The albino granddaughter is the gray circle under the normal son and albino wife.
She is aa.
To have a son who is NOT albino, he must have at least one A allele.
That means the father must give him an A.
So, she marries someone who is either AA or Aa.
If she marries an AA man → all kids will be Aa → normal.
If she marries an Aa man → 50% chance kid is Aa (normal), 50% aa (albino).
We just need to show it’s possible → so draw:
- Connect the albino granddaughter (gray circle) to a new square (man). Make him white (so he’s normal — could be AA or Aa).
- Draw a line down to a new square (son) → make him white (normal).
You don’t need to label genotypes unless asked, but since part d says “create an extension”, just adding those shapes is enough.

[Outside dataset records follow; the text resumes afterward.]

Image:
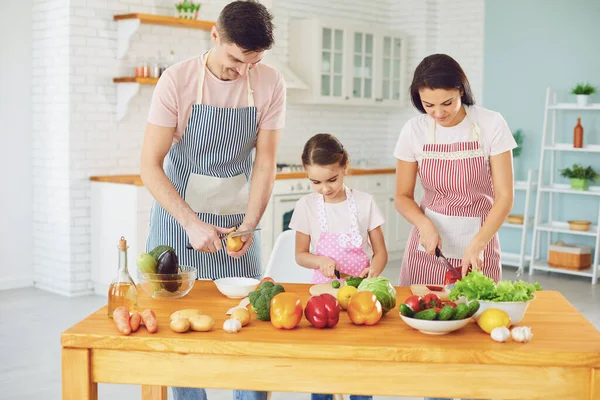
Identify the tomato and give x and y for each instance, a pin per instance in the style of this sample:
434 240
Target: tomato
432 300
414 302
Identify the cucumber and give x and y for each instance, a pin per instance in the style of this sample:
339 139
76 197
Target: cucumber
158 250
473 308
406 311
429 314
446 313
461 311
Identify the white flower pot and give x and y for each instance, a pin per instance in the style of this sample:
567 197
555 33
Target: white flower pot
582 100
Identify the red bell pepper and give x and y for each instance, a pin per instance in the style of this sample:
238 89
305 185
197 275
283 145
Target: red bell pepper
322 311
286 310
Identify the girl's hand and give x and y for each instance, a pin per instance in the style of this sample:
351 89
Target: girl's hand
472 258
430 237
327 267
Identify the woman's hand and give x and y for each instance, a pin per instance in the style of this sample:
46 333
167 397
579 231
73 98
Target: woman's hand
472 258
327 267
430 237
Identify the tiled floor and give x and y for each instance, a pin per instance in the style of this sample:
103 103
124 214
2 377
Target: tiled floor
31 322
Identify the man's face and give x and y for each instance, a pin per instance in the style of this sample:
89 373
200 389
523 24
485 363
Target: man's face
232 61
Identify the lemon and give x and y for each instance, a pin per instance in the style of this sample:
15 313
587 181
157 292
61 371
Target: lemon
493 318
344 295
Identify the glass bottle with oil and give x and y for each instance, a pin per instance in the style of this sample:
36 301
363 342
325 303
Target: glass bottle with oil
122 291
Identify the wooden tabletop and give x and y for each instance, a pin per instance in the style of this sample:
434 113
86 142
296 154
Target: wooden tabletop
562 336
137 180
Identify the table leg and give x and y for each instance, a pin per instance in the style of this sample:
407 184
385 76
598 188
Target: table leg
77 375
154 392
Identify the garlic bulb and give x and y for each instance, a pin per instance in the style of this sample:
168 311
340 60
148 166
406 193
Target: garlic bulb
232 325
521 334
500 334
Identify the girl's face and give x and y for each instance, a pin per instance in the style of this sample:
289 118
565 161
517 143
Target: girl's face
328 180
443 105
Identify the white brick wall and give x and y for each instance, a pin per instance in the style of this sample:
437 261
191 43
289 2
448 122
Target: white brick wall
77 135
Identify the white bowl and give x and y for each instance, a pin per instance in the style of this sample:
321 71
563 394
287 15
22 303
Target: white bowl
236 288
515 309
435 327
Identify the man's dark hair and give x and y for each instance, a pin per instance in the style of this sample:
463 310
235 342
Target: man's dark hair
247 24
440 71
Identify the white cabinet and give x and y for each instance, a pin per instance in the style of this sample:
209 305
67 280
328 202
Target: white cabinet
347 64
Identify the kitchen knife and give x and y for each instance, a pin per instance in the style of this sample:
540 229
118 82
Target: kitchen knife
438 254
223 235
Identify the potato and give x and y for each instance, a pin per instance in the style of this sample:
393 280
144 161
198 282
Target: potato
187 313
180 325
201 323
241 314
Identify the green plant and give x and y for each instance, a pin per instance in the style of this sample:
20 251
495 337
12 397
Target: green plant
583 88
579 172
518 135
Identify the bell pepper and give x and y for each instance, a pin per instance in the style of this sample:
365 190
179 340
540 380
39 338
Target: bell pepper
322 311
286 310
364 308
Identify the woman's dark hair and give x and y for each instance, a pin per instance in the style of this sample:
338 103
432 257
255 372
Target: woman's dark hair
440 71
247 24
324 149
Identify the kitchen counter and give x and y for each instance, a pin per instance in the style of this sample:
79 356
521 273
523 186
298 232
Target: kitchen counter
137 180
388 359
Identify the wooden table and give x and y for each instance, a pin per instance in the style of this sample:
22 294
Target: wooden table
561 362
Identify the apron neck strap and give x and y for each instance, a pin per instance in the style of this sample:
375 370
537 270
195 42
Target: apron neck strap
201 82
475 130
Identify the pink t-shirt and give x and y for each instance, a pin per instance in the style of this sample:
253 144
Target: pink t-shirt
496 137
306 218
176 91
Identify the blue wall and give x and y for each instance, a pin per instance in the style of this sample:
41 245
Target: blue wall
528 46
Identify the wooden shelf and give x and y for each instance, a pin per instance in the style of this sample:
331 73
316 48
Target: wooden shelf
164 20
133 79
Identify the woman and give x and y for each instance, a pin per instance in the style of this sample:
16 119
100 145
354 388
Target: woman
463 155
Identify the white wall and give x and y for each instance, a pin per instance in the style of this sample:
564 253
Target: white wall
15 141
76 134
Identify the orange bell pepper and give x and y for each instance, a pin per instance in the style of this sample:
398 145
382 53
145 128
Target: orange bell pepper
286 310
364 308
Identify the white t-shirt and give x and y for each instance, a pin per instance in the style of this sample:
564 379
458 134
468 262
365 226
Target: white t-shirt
306 218
496 137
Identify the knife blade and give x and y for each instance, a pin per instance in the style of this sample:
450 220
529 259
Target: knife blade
446 263
224 235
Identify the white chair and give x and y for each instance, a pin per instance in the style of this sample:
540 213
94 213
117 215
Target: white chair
282 265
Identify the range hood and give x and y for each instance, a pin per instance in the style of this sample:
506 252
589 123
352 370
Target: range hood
292 80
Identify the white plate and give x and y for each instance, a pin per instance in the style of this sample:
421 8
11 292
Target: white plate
236 288
435 327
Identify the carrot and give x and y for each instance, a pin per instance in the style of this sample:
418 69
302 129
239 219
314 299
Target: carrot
121 318
149 319
135 320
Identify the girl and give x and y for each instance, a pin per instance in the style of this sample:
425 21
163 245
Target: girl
342 226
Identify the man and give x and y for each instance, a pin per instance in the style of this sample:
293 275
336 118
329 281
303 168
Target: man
209 114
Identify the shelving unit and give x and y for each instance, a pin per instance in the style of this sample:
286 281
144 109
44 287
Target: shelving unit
520 259
548 188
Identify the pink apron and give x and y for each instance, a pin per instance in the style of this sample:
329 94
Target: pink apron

But since this is text, I’ll describe what to draw:
→ Add a horizontal line from the albino granddaughter (gray circle on bottom right) to a new white square (her husband).
→ From that couple, draw a vertical line down to a new white square (their son).
That shows she had a non-albino son.
---
## Final Answer:
Problem 1:
Genotype → Phenotype:
- AA = normal
- Aa = normal
- aa = albino
a) 3
b) Female
c) 1
Problem 2:
a) 3
b) 3
c) 1
d) Draw: Albino granddaughter (gray circle) connected to a normal male (white square), with a line down to a normal son (white square).
Parent Tip: Review the logic above to help your child master the concept of pedigree chart worksheet.